Comizio di Obama: una folla multicolore di 24mila persone di tutte le etnie, uomini e donne single, stranieri accorsi ad assistere all’evento, giornalisti adoranti.
Comizio di Romney: anziani, famiglie con bambini, tutti americani, tutti di un solo colore (il bianco).
Sono due Americhe opposte quelle che si sono affrontate. Il colpo d’occhio non tradisce. Le statistiche lo dimostrano. Romney ha conquistato la vecchia America bianca, ormai avviata all’estinzione. Ha preso il voto del 60% dei cittadini “di etnia caucasica” (con cui si indicano, nei documenti, tutte le etnie europee). Obama ha conquistato tutte le minoranze non bianche: il 93% degli afro-americani, il 71% dei latino-americani, il 75% degli asiatico-americani. Fino a venti, trenta anni fa, per un candidato era sufficiente conquistare una maggioranza bianca per diventare presidente. Adesso si deve passare attraverso il consenso di tutte le multicolori popolazioni americane, più o meno recentemente acquisite, sempre più numerose e soprattutto sempre più attive nella politica.
Si impone una riflessione per ogni liberale degno di questo nome. Il messaggio di Mitt Romney era inequivocabilmente liberale, per lo meno in tutti i temi che contano (economia, fisco, federalismo, commercio internazionale, politica estera). Era conservatore su tutte le questioni morali (aborto, coppie omosessuali, ricerca scientifica), ma non è su queste ultime che ha puntato nella sua campagna. Il suo messaggio era semplicemente: meno statalismo, meno centralismo, più iniziativa individuale. Un messaggio indubbiamente liberale. Rafforzato dalla realtà dei fatti: il bilancio fallimentare delle politiche socialiste di Barack Obama, che hanno causato una persistente disoccupazione e un notevole rallentamento della crescita.
Ebbene: nonostante l’economia che langue, questo messaggio liberale ha convinto solo i bianchi d’America. Ed è stato respinto con forza da tutte le altre etnie.
Dall’altra parte, Barack Obama ha proposto una politica inequivocabilmente socialista. Ed è stato accolto a braccia aperte da tutte le comunità extraeuropee che vivono negli Stati Uniti.
Questo vuol dire che è in corso una trasformazione demografica, prima ancora che politica, degli Stati Uniti. Man mano che crescono le popolazioni di immigrati, man mano che anche la nativa comunità afro-americana acquista peso politico, il messaggio liberale e individualista perde la sua presa. Considerando che i latini e gli asiatici sono in costante aumento demografico, andando avanti di questo passo gli Usa perderanno la loro tradizionale libertà? Sì, nella peggiore delle ipotesi. Ma solo se il liberalismo si suiciderà (o verrà ucciso) culturalmente, nei media e nelle università.

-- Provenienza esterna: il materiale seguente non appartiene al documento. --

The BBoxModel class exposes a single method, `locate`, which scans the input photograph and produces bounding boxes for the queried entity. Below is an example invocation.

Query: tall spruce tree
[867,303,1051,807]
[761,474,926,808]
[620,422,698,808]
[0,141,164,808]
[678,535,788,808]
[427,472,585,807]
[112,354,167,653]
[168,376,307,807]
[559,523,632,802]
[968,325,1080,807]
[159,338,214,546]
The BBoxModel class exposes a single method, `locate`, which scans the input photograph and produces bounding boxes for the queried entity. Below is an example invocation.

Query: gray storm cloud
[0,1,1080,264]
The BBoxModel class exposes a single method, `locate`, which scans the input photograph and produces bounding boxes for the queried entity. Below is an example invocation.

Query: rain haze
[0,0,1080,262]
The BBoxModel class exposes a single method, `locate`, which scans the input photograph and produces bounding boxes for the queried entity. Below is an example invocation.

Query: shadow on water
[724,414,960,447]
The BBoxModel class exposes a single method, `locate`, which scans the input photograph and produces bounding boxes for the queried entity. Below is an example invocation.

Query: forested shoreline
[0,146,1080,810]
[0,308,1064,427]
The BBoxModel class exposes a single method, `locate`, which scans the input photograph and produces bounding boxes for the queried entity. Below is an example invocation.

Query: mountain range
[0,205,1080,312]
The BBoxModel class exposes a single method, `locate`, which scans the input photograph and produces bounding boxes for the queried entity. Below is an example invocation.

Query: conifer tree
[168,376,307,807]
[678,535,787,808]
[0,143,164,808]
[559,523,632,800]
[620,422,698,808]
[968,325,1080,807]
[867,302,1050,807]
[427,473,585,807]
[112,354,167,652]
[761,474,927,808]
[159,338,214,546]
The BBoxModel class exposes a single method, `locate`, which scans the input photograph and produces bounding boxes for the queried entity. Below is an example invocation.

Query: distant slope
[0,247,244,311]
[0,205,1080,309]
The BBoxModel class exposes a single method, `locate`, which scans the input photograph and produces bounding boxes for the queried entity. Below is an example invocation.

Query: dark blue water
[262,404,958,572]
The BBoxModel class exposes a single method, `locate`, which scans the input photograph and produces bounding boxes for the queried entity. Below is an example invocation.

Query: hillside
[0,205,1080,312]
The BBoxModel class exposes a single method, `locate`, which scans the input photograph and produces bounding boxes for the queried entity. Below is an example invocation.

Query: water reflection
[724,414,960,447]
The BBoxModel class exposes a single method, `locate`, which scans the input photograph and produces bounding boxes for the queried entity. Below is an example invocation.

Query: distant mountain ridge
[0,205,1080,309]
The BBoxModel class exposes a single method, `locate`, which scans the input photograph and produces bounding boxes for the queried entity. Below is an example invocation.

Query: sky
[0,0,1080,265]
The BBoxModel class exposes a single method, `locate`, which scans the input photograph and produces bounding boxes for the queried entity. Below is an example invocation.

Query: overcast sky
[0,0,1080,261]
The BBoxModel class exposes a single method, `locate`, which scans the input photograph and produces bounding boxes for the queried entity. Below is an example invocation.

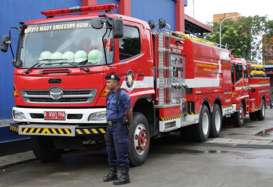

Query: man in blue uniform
[103,73,132,185]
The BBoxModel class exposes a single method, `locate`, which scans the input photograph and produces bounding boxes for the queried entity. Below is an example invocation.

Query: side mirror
[113,18,123,38]
[0,36,11,53]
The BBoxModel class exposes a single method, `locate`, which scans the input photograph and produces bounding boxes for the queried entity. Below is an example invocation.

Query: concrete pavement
[0,111,273,187]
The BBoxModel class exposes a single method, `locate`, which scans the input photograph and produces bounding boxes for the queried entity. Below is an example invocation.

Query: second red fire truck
[1,4,269,165]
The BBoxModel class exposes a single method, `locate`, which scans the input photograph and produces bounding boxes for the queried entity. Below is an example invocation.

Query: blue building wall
[0,0,175,119]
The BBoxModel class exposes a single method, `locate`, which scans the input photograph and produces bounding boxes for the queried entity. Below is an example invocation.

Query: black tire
[129,112,151,166]
[193,105,211,142]
[210,104,223,138]
[257,99,266,121]
[249,112,257,121]
[32,137,61,163]
[233,103,245,127]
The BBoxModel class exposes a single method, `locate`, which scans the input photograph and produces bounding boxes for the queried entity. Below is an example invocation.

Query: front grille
[30,113,83,119]
[23,90,96,103]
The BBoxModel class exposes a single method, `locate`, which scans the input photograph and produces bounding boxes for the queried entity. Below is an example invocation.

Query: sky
[185,0,273,23]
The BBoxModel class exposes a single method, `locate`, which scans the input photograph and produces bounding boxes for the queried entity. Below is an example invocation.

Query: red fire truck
[1,4,269,165]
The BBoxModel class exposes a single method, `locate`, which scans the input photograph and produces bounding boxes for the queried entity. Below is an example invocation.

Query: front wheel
[194,105,210,142]
[257,100,265,121]
[129,113,150,166]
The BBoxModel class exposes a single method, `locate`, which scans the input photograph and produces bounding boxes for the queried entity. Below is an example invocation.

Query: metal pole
[219,16,240,48]
[219,21,223,48]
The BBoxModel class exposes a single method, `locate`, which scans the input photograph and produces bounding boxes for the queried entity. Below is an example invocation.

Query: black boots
[103,167,118,182]
[113,167,130,185]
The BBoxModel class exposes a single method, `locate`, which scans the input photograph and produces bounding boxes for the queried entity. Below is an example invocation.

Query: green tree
[206,16,273,60]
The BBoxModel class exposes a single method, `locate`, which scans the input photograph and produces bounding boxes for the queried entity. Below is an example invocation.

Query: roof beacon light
[41,4,118,17]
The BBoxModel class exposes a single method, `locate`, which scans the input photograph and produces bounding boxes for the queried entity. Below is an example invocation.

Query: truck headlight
[88,111,106,121]
[12,110,26,120]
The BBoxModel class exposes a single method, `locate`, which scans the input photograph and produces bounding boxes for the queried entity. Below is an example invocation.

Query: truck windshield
[18,20,113,68]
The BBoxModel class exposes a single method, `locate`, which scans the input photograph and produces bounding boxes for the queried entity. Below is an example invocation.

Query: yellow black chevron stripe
[9,126,18,132]
[76,127,106,135]
[22,127,72,135]
[160,114,181,121]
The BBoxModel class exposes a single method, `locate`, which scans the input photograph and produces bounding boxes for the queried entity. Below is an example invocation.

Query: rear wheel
[210,104,223,138]
[32,137,61,162]
[234,103,245,127]
[249,112,257,121]
[257,100,265,121]
[193,105,210,142]
[129,113,150,166]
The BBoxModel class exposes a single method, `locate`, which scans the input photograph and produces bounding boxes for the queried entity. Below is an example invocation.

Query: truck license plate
[44,111,65,121]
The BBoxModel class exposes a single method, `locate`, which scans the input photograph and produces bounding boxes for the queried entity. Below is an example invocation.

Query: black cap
[105,73,120,81]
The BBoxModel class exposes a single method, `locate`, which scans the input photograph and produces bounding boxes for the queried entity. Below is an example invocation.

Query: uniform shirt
[106,90,130,120]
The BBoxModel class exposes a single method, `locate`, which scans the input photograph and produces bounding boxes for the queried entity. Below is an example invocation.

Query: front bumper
[10,107,107,137]
[12,107,107,124]
[10,123,107,137]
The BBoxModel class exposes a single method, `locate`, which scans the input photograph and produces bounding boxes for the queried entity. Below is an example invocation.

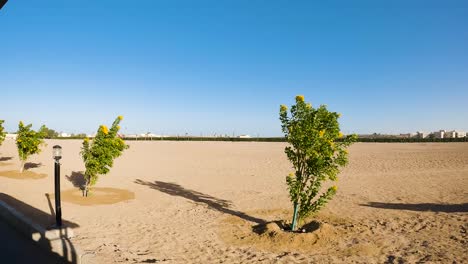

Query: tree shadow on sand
[0,193,80,263]
[135,179,266,224]
[65,171,86,190]
[361,202,468,213]
[24,162,42,170]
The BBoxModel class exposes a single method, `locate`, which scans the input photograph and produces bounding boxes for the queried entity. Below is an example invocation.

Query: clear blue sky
[0,0,468,136]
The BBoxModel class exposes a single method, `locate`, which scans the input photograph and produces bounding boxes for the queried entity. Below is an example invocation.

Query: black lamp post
[53,145,62,227]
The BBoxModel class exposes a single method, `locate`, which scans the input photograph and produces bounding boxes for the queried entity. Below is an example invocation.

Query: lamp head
[52,145,62,160]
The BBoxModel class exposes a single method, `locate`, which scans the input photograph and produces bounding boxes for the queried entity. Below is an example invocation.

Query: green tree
[81,116,128,196]
[280,95,357,231]
[16,121,46,173]
[0,120,6,146]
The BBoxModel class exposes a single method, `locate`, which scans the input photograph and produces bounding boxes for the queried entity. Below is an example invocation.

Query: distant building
[444,130,457,138]
[59,133,71,137]
[457,131,466,138]
[434,130,445,138]
[416,131,428,138]
[5,134,18,139]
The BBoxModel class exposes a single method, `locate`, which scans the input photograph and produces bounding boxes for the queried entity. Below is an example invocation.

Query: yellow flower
[101,125,109,135]
[296,95,304,102]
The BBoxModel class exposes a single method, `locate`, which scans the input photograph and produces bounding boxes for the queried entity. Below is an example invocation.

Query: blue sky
[0,0,468,136]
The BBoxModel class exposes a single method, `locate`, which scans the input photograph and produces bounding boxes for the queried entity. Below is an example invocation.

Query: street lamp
[52,145,62,227]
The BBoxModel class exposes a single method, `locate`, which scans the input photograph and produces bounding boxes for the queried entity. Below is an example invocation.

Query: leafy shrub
[280,95,357,231]
[16,121,47,173]
[81,116,128,196]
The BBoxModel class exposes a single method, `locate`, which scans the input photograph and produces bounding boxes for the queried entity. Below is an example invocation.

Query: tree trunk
[83,176,89,197]
[20,160,26,173]
[291,203,299,231]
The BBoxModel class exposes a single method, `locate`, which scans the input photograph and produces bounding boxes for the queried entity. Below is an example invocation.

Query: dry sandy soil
[0,140,468,263]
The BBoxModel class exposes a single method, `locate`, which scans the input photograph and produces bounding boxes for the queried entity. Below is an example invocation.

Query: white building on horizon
[434,130,445,139]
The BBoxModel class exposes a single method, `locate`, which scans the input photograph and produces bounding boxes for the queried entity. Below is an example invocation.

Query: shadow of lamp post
[53,145,62,227]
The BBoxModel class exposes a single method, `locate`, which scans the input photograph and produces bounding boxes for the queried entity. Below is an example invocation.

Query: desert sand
[0,140,468,263]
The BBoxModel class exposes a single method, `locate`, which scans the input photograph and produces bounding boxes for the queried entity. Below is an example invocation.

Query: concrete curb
[0,201,83,264]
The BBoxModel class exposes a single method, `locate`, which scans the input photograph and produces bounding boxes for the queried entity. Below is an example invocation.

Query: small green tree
[0,120,6,146]
[280,95,357,231]
[16,121,46,173]
[81,116,129,196]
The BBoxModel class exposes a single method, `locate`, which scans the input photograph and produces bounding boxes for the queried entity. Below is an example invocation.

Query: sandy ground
[0,140,468,263]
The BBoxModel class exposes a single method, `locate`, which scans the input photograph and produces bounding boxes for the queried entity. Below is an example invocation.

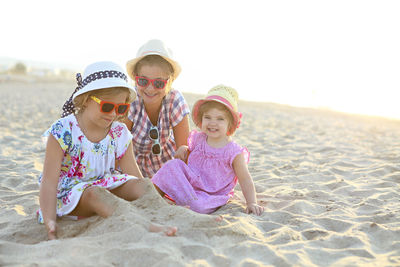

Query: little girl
[152,85,264,215]
[125,39,190,178]
[38,62,176,239]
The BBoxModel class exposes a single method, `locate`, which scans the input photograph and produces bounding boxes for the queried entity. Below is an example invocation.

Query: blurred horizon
[0,57,400,120]
[0,0,400,119]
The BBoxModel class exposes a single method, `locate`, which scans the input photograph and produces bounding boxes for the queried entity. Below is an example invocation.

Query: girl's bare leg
[71,186,114,218]
[110,179,146,201]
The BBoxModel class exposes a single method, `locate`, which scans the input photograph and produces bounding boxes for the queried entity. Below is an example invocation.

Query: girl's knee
[82,186,102,202]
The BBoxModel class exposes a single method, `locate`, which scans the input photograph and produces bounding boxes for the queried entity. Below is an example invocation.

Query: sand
[0,81,400,266]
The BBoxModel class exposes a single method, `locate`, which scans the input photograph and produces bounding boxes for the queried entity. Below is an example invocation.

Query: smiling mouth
[207,128,218,132]
[144,92,157,97]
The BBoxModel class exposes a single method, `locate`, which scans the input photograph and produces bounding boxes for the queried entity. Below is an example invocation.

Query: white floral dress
[38,114,137,222]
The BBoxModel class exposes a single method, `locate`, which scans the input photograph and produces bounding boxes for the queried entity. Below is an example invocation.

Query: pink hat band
[206,95,235,111]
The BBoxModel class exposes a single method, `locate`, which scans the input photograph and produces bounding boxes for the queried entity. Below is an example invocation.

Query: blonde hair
[195,101,236,136]
[73,87,135,121]
[133,55,174,92]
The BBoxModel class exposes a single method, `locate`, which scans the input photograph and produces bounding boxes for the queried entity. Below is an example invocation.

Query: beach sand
[0,82,400,266]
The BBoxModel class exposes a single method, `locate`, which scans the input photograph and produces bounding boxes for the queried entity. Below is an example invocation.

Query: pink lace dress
[152,131,249,213]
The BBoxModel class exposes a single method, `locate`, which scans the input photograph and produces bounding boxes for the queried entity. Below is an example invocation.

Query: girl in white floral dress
[39,62,177,239]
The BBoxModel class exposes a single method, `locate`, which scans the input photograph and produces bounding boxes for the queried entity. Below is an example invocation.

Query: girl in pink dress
[152,85,264,215]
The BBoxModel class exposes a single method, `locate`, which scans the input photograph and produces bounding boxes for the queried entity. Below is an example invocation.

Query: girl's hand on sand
[46,220,57,240]
[246,203,264,216]
[174,146,188,162]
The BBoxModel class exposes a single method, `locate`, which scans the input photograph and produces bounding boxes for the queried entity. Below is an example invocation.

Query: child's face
[201,108,229,139]
[137,65,169,105]
[83,92,128,128]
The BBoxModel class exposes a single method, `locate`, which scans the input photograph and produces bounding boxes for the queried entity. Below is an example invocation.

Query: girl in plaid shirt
[125,40,190,178]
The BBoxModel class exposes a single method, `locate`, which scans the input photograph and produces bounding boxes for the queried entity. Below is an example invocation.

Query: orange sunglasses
[90,95,130,115]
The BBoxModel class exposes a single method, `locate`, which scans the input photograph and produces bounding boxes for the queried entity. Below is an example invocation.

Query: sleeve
[128,98,139,122]
[112,123,132,160]
[188,130,199,151]
[43,119,72,153]
[230,143,250,166]
[170,90,190,127]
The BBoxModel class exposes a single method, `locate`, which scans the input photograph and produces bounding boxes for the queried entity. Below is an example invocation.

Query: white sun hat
[72,61,136,99]
[126,39,181,80]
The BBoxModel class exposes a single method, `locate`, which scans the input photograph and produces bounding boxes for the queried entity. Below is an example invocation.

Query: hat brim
[126,53,181,80]
[192,99,240,132]
[72,78,136,99]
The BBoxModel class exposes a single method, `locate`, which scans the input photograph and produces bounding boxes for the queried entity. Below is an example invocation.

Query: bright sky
[0,0,400,119]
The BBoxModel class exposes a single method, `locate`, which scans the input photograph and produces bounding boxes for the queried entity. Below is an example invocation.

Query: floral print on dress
[39,114,136,216]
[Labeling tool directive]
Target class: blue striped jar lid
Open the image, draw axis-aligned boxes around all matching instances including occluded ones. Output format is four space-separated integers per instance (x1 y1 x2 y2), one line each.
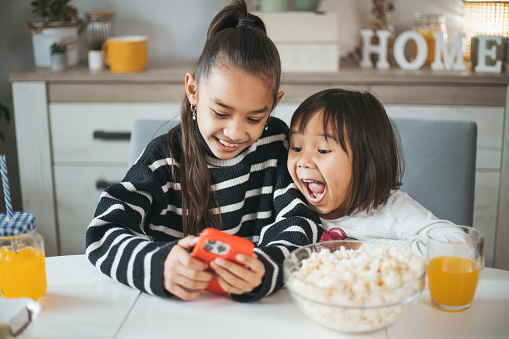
0 212 35 237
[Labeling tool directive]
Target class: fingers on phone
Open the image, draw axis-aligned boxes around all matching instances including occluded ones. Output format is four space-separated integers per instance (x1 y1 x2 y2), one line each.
178 235 200 250
210 259 261 294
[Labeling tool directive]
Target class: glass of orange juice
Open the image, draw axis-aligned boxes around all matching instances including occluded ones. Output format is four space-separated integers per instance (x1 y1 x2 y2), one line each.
0 212 47 300
426 225 484 311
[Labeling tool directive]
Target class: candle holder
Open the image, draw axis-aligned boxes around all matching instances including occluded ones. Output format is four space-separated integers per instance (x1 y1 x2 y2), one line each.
464 0 509 60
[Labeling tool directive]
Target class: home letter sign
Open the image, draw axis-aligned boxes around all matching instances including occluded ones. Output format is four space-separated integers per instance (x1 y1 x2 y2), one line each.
431 32 466 71
394 31 428 70
360 29 391 69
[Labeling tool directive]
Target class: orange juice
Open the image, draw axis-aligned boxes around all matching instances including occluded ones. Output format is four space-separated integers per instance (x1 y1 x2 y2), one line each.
0 247 47 300
428 256 481 307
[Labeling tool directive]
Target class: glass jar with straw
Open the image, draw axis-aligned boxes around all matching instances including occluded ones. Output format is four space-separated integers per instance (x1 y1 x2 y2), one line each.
0 155 47 300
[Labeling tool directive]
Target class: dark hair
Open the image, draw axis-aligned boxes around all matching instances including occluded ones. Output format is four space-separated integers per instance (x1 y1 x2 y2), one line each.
291 89 403 215
168 0 281 235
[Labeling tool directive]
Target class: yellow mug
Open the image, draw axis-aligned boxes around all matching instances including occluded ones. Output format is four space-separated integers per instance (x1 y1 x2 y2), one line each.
102 35 148 73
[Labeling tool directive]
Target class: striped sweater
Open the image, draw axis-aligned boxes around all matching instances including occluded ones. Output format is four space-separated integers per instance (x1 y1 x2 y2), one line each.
86 118 322 302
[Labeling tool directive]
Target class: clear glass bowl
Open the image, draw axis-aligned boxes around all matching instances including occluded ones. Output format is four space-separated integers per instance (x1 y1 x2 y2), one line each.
283 240 426 333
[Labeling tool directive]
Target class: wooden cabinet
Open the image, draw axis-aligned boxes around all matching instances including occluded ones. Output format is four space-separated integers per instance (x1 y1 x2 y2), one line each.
10 65 509 269
49 102 179 254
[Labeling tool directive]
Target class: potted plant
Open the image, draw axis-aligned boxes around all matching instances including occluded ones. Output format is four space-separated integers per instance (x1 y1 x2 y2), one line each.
49 42 67 71
0 102 11 141
26 0 83 67
88 40 104 71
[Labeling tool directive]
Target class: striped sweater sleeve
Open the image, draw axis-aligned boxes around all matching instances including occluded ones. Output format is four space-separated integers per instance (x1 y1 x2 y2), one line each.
232 141 323 302
86 141 177 296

La libera iniziativa, i diritti individuali, il federalismo, non sono “cose da bianchi”, ma valori universali. Per un immigrato e per chiunque sia in difficoltà è facile cadere nella tentazione di dipendere da un sussidio di Stato, o di un posto pubblico facile, o di una serie di privilegi (dalla borsa di studio all’assunzione stabilita da una quota etnica). Ma, alla lunga, l’assistenzialismo non paga, perché trasforma l’individuo in un cittadino di serie B, protetto, ma tenuto in basso, sostenuto economicamente, ma non libero. E una volta persi i diritti individuali, è molto difficile riconquistare la libertà. Chiunque può realizzare questo pericolo, indipendentemente dalla sua origine, etnia, colore della pelle. Gli immigrati che arrivano in America, con tanta voglia di lavorare e un buono spirito imprenditoriale, dovrebbero essere i primi a sposare i valori della libertà individuale. Se non lo sono, è solo perché, sulla loro strada incontrano dei liberali conservatori che si comportano da razzisti. Che considerano alienato il loro consenso già in partenza. E non vedono l’ora di tornare a discriminali o di rispedirli al mittente. E, dall’altra parte, perché incontrano dei professori, dei filantropi, dei volontari, dei giornalisti e dei magistrati che promettono loro protezione tramite qualche forma di assistenzialismo statale.
Si può essere più o meno contenti della vittoria di Barack Obama. Più o meno frustrati per la sconfitta di Mitt Romney. Ma una cosa deve essere chiara per tutti: se le idee di libertà divorziano dalla pelle non bianca, il nostro futuro sarà totalitario.